Récupération du fer, du cuivre et de l’étain dans la poussière
Dans le cadre du projet Simorgh (acronyme de « Système d’immobilisation de micro-organismes pour l’hydrométallurgie »), les chercheurs veulent optimiser la récupération de fer, de cuivre et d’étain dans la poussière qui provient des usines de fabrication des plaquettes de frein pour le secteur automobile.
« Lors de leur fabrication, ces plaquettes sont polies, afin qu’elles ne rayent pas les disques de frein », reprend Xavier Nicolay. « La poussière qui en résulte contient des particules de différents métaux. Ce sont ces éléments que nous voulons pouvoir récupérer à des coûts abordables plutôt que de voir cette matière première filer en décharge, comme c’est le cas actuellement ».
Au sein de ce centre de recherches, associé à la Haute Ecole Lucia De Brouckère, à Anderlecht, l’originalité du travail repose sur l’usage de bactéries.
Ecoutez Xavier Nicolay détailler les temps forts de ce projet de recherche
Projet Simorgh from DailyScience.be on Vimeo.
Un concentré de bactéries « immobilisées »
Les filières traditionnelles de récupération passent par des procédés gourmands en énergie et en réactifs chimiques. « Nous voulons privilégier l’usage de bactéries capables de récupérer les métaux d’intérêt à pression et à température ambiantes », précise l’ingénieur. Ce qui est également de nature à diminuer les coûts. Le problème, c’est que les bactéries travaillent à leur rythme. Leur utilisation pour faire le boulot est donc un processus lent…

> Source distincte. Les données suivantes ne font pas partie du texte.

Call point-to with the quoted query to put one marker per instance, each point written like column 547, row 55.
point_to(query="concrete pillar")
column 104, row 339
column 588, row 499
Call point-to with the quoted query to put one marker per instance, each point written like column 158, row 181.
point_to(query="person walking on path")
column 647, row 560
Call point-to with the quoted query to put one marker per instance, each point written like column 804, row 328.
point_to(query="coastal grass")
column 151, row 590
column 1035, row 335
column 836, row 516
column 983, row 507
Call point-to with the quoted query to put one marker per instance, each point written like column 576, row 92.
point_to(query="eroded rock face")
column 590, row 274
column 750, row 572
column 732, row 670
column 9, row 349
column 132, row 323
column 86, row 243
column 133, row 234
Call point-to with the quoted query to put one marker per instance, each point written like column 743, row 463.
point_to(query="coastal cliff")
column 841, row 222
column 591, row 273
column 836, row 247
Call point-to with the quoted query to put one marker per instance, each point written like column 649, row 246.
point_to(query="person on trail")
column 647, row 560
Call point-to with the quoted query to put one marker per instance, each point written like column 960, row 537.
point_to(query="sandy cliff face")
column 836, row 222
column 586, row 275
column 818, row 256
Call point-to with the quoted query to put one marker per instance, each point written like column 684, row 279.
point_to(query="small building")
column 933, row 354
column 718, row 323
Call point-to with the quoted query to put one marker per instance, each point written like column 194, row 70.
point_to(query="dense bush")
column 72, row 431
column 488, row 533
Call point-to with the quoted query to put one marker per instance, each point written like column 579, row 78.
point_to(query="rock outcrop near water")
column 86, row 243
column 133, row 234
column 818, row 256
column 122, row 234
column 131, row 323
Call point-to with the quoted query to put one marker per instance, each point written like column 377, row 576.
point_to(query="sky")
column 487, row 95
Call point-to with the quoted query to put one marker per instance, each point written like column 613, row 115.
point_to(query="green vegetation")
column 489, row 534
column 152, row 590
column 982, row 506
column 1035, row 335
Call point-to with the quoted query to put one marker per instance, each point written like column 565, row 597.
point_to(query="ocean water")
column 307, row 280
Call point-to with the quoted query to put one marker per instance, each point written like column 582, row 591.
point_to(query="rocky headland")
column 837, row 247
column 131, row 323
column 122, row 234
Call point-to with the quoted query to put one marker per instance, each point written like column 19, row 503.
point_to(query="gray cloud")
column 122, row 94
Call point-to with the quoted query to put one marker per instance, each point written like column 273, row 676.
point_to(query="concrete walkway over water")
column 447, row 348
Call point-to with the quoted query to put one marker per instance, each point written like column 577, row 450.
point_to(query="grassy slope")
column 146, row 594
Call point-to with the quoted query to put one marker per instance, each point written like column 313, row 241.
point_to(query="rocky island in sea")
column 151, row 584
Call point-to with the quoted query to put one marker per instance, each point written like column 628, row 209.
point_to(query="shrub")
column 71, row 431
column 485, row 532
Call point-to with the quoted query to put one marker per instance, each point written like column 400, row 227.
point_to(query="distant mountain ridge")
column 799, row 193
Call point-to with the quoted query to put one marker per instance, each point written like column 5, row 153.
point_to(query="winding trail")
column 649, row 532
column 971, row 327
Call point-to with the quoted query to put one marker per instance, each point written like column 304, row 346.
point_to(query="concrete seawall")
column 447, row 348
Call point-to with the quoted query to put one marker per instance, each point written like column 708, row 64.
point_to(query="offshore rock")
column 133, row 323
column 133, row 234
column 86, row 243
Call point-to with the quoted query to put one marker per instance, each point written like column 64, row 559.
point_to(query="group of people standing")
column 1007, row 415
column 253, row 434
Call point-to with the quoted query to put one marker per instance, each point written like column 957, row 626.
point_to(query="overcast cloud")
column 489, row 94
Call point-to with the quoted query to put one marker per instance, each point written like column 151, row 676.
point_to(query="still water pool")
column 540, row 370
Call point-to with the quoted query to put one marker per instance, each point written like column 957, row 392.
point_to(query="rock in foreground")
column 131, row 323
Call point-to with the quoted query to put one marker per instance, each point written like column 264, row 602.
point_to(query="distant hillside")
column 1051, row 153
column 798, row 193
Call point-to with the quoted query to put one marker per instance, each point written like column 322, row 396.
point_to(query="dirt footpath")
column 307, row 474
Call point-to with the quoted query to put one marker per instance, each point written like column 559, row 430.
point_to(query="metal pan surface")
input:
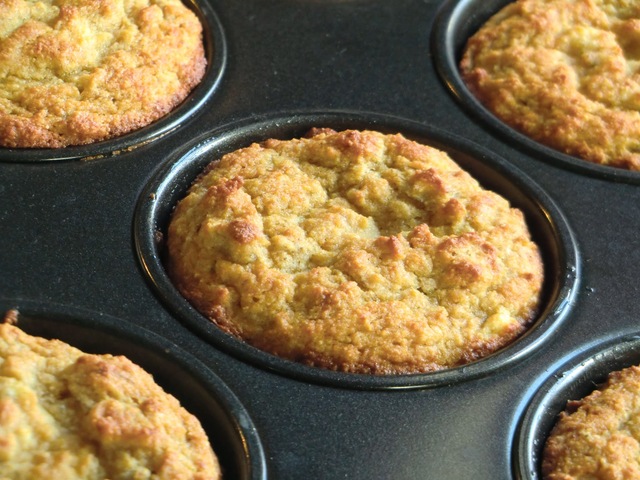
column 231, row 432
column 550, row 230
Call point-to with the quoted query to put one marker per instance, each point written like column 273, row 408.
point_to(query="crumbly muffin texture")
column 75, row 72
column 598, row 437
column 564, row 72
column 69, row 415
column 355, row 251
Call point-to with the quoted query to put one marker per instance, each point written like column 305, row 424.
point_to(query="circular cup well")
column 216, row 55
column 225, row 420
column 571, row 379
column 549, row 229
column 456, row 21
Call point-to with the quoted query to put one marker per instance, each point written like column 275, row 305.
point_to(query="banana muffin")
column 598, row 437
column 75, row 72
column 354, row 251
column 69, row 415
column 565, row 73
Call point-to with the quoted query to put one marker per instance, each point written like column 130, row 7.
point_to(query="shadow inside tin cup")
column 216, row 56
column 456, row 21
column 547, row 224
column 229, row 428
column 573, row 379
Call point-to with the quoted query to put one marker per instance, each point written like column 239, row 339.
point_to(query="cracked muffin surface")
column 598, row 437
column 76, row 72
column 565, row 73
column 67, row 414
column 354, row 251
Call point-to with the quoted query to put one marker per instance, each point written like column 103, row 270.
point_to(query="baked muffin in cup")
column 355, row 251
column 68, row 414
column 563, row 73
column 598, row 436
column 74, row 73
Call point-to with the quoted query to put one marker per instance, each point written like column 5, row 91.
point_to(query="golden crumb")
column 73, row 73
column 66, row 414
column 598, row 437
column 355, row 251
column 565, row 73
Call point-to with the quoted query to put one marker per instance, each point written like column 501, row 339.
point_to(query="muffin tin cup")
column 231, row 432
column 571, row 378
column 216, row 55
column 548, row 226
column 455, row 22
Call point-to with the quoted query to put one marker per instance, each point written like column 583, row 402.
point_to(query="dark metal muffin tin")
column 79, row 235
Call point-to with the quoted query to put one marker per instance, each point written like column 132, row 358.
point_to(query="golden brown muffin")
column 69, row 415
column 75, row 72
column 565, row 73
column 355, row 251
column 598, row 437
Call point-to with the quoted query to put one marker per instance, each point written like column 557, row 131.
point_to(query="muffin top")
column 354, row 251
column 69, row 415
column 598, row 437
column 75, row 72
column 565, row 73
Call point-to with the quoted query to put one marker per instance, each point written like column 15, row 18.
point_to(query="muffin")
column 565, row 73
column 76, row 72
column 598, row 437
column 354, row 251
column 70, row 415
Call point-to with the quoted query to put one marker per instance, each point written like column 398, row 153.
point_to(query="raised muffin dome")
column 355, row 251
column 72, row 73
column 564, row 73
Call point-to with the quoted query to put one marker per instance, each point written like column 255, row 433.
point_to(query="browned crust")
column 355, row 251
column 598, row 437
column 72, row 90
column 67, row 414
column 564, row 73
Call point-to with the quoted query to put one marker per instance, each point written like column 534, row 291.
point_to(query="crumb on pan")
column 565, row 73
column 355, row 251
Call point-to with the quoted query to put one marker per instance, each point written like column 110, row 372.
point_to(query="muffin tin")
column 81, row 250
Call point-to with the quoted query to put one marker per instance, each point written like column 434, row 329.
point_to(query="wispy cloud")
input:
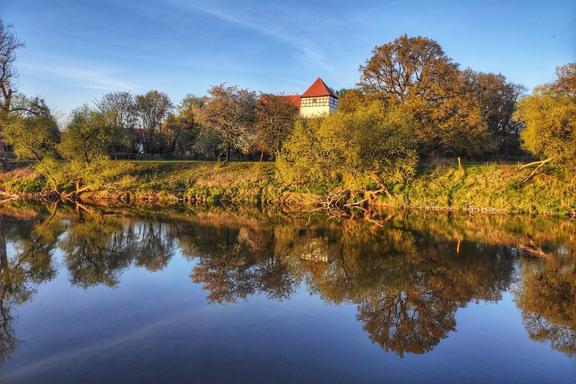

L’objectif des chercheurs est de réduire cette période de digestion bactérienne. Pour l’extraction du fer et du cuivre, la technologie développée à Anderlecht permet une récupération en moins de 72 heures.
Comment ont-ils fait? « Dans nos bioréacteurs, nous avons sélectionné et encapsulé les bactéries intéressantes dans de petites billes de 3 mm de diamètre », précise le chercheur. « Cela nous a permis de les concentrer, ce qui accroît leur efficacité. Autre avantage de cette immobilisation, ces bactéries sont aussi plus résistantes aux stress mécanique et chimique. Au final, cela permet de générer un procédé de travail plus efficace et plus robuste. »
Un brevet a été déposé en 2013 avec l’aide de SynHERA qui accompagne les Hautes Écoles de la Fédération Wallonie-Bruxelles et les entreprises dans leurs projets de recherche.
Cap sur les terres rares!
Le projet Simorgh est un projet de recherche financé en partie par le programme FIRST de la Région Wallonne. Il inclut donc nécessairement un partenaire industriel susceptible d’utiliser les résultats de la recherche. Dans le cas présent, c’est la société Hydrométal, d’Engis, non loin de Liège, qui en bénéficie. Une perspective intéressante en ce qui concerne la récupération du cuivre. D’autant qu’on estime à quasi 10.000 tonnes la masse de poussières de plaquettes de frein produites chaque année. Une « mine » très intéressante, donc.
Avec ce projet de recherche, les chercheurs et leur partenaire industriel peuvent désormais envisager une triple valorisation (fer, cuivre et étain) de ce déchet. Cela fonctionne en laboratoire. Il ne leur reste plus qu’à passer à l’échelle industrielle…
« Nous y travaillons », précise Xavier Nicolay. « Notre objectif est de pouvoir mettre au point un système capable de traiter 1.000 tonnes de poussières par an ».
Quant à l’avenir, il se dessine déjà à Anderlecht. Au sein de l’unité de biotechnologies, Thomas Van Nieuwenhuysen commence à s’intéresser à la récupération d’autres éléments métalliques de haute valeur ajoutée: les terres rares. Des éléments comme le Néodyme ou le Dysprosium indispensables au bon fonctionnement de nos ordinateurs, nos climatiseurs et diverses technologies environnementales, les éoliennes par exemple.